Background: The release of the Agency for Health Care Policy and Research (AHCPR)'s Guideline for the Detection and Treatment of Depression in Primary Care created an opportunity to evaluate under naturalistic conditions the effectiveness of two clinical practice guideline implementation methods: continuous quality improvement (CQI) and academic detailing. A study conducted in 1993-1994 at Kaiser Permanente Northwest Division, a large, not-for-profit prepaid group practice (group-model) HMO, tested the hypotheses that each method would increase the number of members receiving depression treatment and would relieve depressive symptoms.
Methods: Two trials were conducted simultaneously among adult primary care physicians, physician assistants, and nurse practitioners, using the same guideline document, measurement methods, and one-year follow-up period. The academic detailing trial was randomized at the clinician level. CQI was assigned to one of the setting's two geographic areas.
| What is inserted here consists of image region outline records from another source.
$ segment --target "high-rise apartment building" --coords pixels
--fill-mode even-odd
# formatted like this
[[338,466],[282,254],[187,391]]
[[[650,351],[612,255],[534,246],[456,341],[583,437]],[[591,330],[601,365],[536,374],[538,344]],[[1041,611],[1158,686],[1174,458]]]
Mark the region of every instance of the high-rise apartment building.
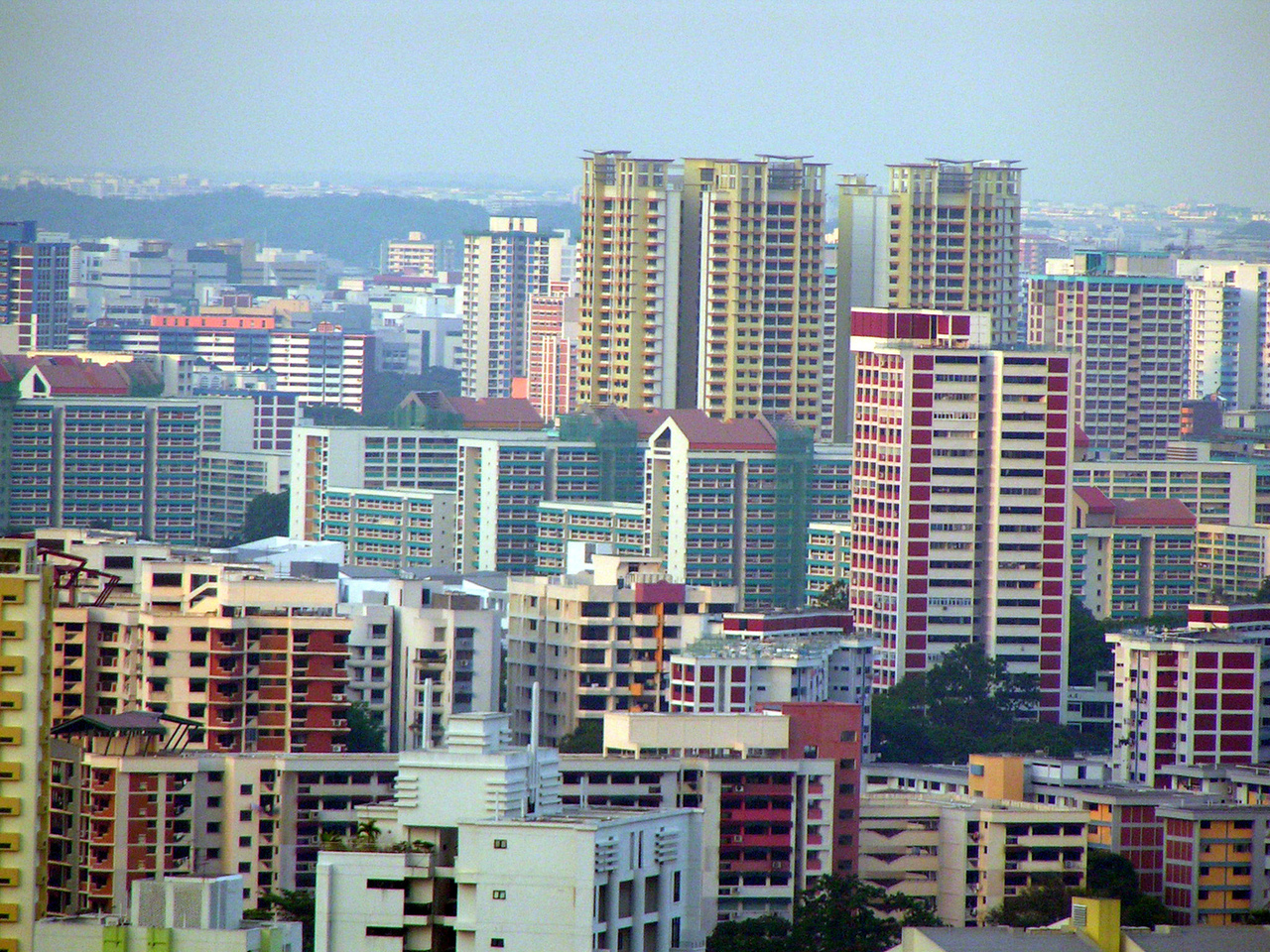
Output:
[[53,570],[0,539],[0,949],[30,952],[47,908]]
[[0,221],[0,352],[61,350],[70,327],[71,246],[33,221]]
[[583,159],[578,400],[635,409],[691,406],[679,352],[682,180],[669,159],[592,152]]
[[991,343],[1017,336],[1022,169],[1008,161],[892,165],[886,192],[864,175],[838,183],[832,433],[851,439],[851,310],[975,311]]
[[1027,282],[1027,343],[1073,352],[1074,423],[1090,451],[1161,459],[1186,396],[1186,287],[1165,255],[1080,251]]
[[1220,397],[1229,409],[1265,406],[1270,399],[1270,265],[1179,260],[1186,279],[1190,339],[1186,399]]
[[583,168],[579,400],[819,425],[824,166]]
[[[878,687],[974,642],[1063,711],[1072,358],[979,315],[857,310],[851,609]],[[939,345],[946,341],[947,345]]]
[[494,216],[464,236],[464,396],[512,396],[525,376],[530,294],[560,282],[564,239],[538,232],[537,218]]

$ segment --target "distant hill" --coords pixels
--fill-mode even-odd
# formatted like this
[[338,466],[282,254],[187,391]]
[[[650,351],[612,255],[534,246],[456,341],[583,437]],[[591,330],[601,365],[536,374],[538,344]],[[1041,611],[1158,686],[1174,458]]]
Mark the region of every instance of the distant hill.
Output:
[[[578,231],[570,204],[531,204],[516,215],[537,216],[545,230]],[[177,198],[91,198],[58,188],[0,189],[0,221],[34,218],[41,228],[72,239],[157,237],[183,245],[216,239],[253,239],[278,248],[307,248],[345,264],[371,265],[380,242],[422,231],[436,241],[462,240],[484,228],[489,212],[470,202],[398,195],[269,198],[232,188]]]

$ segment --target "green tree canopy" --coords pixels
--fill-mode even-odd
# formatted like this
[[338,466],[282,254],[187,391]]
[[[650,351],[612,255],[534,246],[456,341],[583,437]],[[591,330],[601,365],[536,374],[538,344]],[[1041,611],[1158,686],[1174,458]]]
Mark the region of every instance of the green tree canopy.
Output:
[[348,707],[348,740],[345,749],[351,754],[382,754],[384,722],[364,701],[356,701]]
[[918,899],[855,876],[822,876],[799,894],[794,922],[763,916],[720,923],[707,952],[884,952],[906,925],[940,925]]
[[874,697],[874,736],[883,759],[900,763],[961,763],[989,751],[1069,755],[1078,736],[1034,720],[1036,699],[1035,678],[963,645]]

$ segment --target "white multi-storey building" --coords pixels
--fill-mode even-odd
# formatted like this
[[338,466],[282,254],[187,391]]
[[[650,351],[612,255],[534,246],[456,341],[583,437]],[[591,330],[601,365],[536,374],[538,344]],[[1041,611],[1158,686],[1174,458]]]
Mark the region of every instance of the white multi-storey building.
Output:
[[1072,358],[989,350],[982,315],[852,315],[850,598],[880,640],[876,687],[979,644],[1034,674],[1040,715],[1067,685]]
[[538,234],[537,218],[491,217],[488,231],[464,236],[464,396],[512,396],[525,376],[530,294],[560,282],[563,246]]

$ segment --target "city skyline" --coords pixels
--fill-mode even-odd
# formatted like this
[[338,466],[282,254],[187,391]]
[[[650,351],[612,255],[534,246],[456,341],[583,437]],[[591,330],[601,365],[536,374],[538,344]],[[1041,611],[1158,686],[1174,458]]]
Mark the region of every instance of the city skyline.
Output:
[[15,4],[0,165],[565,184],[585,149],[874,180],[937,155],[1020,159],[1034,198],[1270,204],[1255,4],[297,10]]

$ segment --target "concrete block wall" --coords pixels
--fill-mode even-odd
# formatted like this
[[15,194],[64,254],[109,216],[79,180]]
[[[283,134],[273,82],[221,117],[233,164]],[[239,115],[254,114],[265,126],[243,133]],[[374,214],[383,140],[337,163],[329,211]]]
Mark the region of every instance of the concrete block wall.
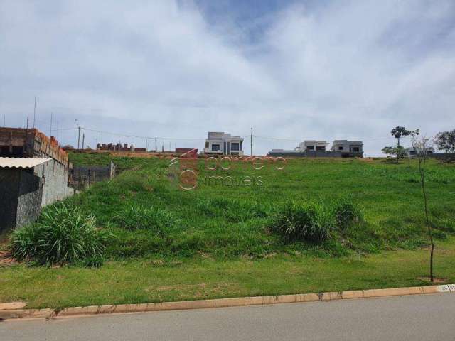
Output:
[[68,185],[68,170],[65,165],[52,159],[35,167],[34,173],[43,181],[41,206],[52,204],[72,195],[74,190]]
To account for intraclinician correlation, both trials were evaluated using generalized equations analysis.
Results: Most of the CQI team's recommendations were not implemented. Academic detailing increased treatment rates, but--in a cohort of patients with probable chronic depressive disorder--it failed to improve symptoms and reduced measures of overall functional status.
Conclusions: New organizational structures may be necessary before CQI teams and academic detailing can substantially change complex processes such as the primary care of depression. New research and treatment guidelines are needed to improve the management of persons with chronic or recurring major depressive disorder.